The stock market was up to a new high despite: 1) corporate insiders selling like mad; 2) corporate earnings growth collapsing; 3) the amount of money investors have borrowed to buy stocks standing at a record high; and 4) the economy stinking.
In the words of Robert Appel, my esteemed colleague, the following best describes what is happening with the markets:
“Time to take those ruby slippers out of the closet because we are definitely on our way to the ‘Wizard of Oz’ show once again. There is a view that the government and its ‘special contractor’ (the Fed) have things under control and we are now at the beginning of the biggest stock bull in history. We don’t buy that theory for a minute but we do acknowledge it exists.
“Those opposing this view—an ever-declining number—suggest that if inflation were defined as it was when the greatest economic minds of our age were still alive—the U.S. economy would be in big trouble. The recent corporate earnings wipeout in the retail sector was one of the most under-reported financial stories of the year.
“Interestingly (this is too bizarre to make up) the only major upside surprise in the retail sector in respect to first quarter earnings reports was Tiffany’s…where they can barely keep up with demand. No surprise for our readers as the ‘gap’ between rich and poor under QE [quantitative easing] has only intensified. QE (history will eventually show) ONLY rewards the super-rich. Period. End of story.

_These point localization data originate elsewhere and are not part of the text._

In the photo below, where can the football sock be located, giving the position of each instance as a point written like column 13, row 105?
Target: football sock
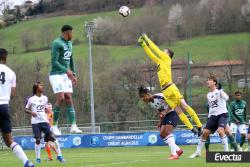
column 233, row 142
column 224, row 142
column 194, row 116
column 185, row 120
column 56, row 111
column 242, row 140
column 18, row 151
column 248, row 145
column 38, row 151
column 47, row 148
column 71, row 114
column 200, row 146
column 207, row 143
column 58, row 149
column 177, row 147
column 171, row 143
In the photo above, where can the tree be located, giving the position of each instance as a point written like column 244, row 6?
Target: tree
column 46, row 35
column 5, row 7
column 38, row 67
column 27, row 40
column 243, row 53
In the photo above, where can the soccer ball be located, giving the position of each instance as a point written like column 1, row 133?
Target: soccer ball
column 124, row 11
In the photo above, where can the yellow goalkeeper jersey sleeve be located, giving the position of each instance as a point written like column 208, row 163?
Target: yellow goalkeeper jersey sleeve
column 162, row 60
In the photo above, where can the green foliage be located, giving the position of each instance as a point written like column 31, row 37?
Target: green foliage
column 120, row 156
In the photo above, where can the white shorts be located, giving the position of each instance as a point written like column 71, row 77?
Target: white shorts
column 241, row 128
column 61, row 83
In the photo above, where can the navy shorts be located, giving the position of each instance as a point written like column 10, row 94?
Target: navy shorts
column 214, row 122
column 5, row 120
column 171, row 118
column 45, row 128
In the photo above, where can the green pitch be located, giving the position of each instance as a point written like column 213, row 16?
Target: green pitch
column 116, row 157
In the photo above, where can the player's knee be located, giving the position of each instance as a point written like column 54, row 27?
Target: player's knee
column 243, row 135
column 8, row 142
column 51, row 138
column 38, row 141
column 163, row 134
column 183, row 103
column 221, row 132
column 205, row 134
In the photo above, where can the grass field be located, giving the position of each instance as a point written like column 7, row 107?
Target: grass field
column 120, row 156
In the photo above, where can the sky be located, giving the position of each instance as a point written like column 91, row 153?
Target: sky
column 13, row 3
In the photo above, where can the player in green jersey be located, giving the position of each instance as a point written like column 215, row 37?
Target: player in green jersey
column 238, row 109
column 62, row 76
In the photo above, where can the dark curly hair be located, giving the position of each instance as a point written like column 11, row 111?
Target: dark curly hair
column 142, row 90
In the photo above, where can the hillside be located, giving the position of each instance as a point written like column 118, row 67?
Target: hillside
column 215, row 47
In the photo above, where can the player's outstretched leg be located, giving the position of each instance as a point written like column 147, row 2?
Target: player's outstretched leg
column 231, row 138
column 207, row 143
column 54, row 128
column 18, row 151
column 168, row 123
column 71, row 113
column 58, row 150
column 48, row 150
column 185, row 119
column 193, row 115
column 201, row 143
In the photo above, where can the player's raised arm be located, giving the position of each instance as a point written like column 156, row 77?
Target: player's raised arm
column 148, row 51
column 72, row 65
column 55, row 57
column 155, row 48
column 13, row 86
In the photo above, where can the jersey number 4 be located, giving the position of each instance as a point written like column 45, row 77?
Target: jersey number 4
column 2, row 77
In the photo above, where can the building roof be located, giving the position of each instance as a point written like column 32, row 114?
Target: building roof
column 225, row 62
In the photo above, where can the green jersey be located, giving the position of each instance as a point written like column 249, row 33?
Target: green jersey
column 238, row 111
column 61, row 56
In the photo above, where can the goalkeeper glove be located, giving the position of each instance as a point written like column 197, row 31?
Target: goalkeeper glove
column 219, row 87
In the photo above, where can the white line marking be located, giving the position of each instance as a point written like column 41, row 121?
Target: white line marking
column 115, row 163
column 4, row 154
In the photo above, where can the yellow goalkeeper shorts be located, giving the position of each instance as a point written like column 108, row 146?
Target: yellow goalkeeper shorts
column 172, row 96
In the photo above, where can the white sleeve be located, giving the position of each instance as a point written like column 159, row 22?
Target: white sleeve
column 223, row 95
column 46, row 103
column 28, row 103
column 13, row 81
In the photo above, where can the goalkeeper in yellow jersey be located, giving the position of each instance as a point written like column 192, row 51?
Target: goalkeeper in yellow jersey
column 175, row 100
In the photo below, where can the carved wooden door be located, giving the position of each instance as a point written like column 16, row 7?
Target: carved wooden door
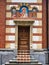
column 23, row 37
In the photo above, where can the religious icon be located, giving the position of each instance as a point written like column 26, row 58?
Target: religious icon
column 13, row 11
column 24, row 13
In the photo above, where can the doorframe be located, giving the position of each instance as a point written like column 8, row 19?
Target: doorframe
column 16, row 35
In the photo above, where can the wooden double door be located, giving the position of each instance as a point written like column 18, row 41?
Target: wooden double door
column 23, row 37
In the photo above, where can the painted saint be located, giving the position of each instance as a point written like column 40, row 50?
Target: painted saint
column 24, row 13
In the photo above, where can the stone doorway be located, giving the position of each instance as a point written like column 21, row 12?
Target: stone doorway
column 23, row 37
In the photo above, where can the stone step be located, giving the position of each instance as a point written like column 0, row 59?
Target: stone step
column 15, row 61
column 23, row 64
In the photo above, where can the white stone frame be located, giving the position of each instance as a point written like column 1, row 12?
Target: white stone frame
column 16, row 35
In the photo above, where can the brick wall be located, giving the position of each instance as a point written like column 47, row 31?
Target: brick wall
column 2, row 23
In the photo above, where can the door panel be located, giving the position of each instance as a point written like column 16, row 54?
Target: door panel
column 23, row 37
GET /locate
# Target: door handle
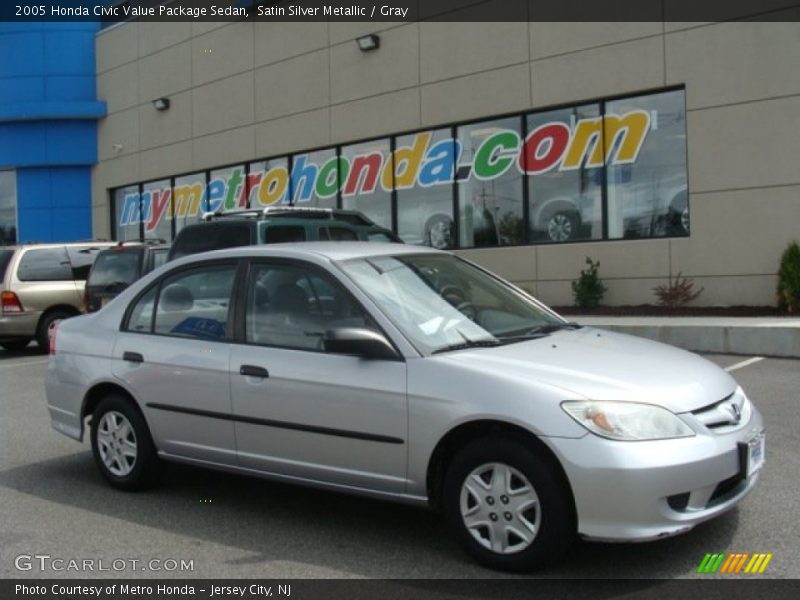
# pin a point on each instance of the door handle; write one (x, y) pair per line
(132, 357)
(253, 371)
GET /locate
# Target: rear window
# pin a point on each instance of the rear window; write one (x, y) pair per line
(277, 234)
(81, 259)
(45, 264)
(337, 234)
(5, 258)
(205, 238)
(120, 268)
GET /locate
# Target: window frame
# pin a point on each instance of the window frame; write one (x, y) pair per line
(240, 308)
(157, 285)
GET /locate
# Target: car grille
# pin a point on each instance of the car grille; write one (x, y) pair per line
(726, 415)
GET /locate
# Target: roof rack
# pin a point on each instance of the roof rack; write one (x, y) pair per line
(150, 241)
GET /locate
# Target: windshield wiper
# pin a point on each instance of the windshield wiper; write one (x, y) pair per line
(540, 331)
(490, 343)
(468, 343)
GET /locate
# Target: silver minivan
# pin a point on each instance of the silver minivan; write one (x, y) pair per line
(409, 374)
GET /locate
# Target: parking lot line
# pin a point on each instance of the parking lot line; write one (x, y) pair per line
(30, 362)
(744, 363)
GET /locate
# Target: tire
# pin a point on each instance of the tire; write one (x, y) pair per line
(562, 226)
(15, 345)
(439, 232)
(122, 446)
(45, 323)
(543, 513)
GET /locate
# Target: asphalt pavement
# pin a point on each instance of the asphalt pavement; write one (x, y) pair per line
(55, 503)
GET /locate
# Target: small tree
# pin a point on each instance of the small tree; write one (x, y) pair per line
(678, 292)
(588, 289)
(789, 279)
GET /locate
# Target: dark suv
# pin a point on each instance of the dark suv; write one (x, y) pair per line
(274, 225)
(117, 267)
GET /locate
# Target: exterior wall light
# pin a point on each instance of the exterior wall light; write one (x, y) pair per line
(368, 42)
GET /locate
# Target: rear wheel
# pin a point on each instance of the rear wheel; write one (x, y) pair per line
(507, 507)
(122, 446)
(47, 324)
(15, 345)
(562, 226)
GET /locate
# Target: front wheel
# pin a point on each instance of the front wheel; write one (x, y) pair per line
(122, 446)
(15, 345)
(507, 507)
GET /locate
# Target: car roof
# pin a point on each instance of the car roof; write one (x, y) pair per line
(335, 251)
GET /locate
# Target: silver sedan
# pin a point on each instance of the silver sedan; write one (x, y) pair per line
(407, 374)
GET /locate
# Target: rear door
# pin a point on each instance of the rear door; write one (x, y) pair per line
(113, 271)
(44, 279)
(301, 411)
(173, 355)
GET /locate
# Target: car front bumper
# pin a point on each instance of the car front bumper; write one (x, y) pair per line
(16, 326)
(640, 491)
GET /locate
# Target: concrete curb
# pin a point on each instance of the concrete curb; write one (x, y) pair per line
(770, 336)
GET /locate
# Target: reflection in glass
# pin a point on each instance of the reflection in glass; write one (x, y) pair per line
(157, 209)
(363, 188)
(648, 196)
(188, 199)
(490, 200)
(127, 213)
(8, 208)
(425, 208)
(315, 179)
(565, 201)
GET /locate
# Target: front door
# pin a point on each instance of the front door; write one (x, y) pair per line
(305, 413)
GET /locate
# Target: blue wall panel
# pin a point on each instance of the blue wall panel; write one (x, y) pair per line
(48, 125)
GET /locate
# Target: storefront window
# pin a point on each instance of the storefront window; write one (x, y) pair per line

“As for gold, the most astounding thing was that it took this long to break support. Every technical report we have seen for the last several weeks said to expect a continuation of the downtrend (as we explained in the past, the anti-gold forces are fully aware of how technicals work and use charts and pivots to their advantage, realizing that if they can ‘force’ a move to a pivot, the knee-jerk traders will do the rest of the heavy lifting).
“How hard is it to force the paper gold market, you ask? Well, according to the major media, a lone renegade trader at Barclays was able to do this merely by pushing a few buttons…? So how hard can it be?
“In this new Land of Oz, no one questions why gold, which was so popular a few years ago, is out of favor today. No one asks why demand for gold in the East (China) continues strong while the price is endlessly declining. No one even wonders how it is possible to have robust demand and a declining supply of…a commodity which is now selling more or less AT PRODUCTION COST?
“Best way to think of this market is like a horse race, because, in a horse race, at least everyone making bets KNOWS FULL WELL that the horses actually have owners! For the ‘fiction’ of ‘The Clever Fed and the All-Wise Government’ to continue, the broad market must surge forward from here. For the fiction of the ‘Uselessness of Gold in the Modern Age’ to succeed, gold must break below recent lows ($1,175 an ounce) and then completely disappear off the radar. Could this happen?
“If $1,175 gold is re-tested and holds again, even the most cynical trader would want to consider (at that point) that gold had bottomed. Gold will reach a final bottom mid-summer, whether $1,175 holds in the interim…or not.”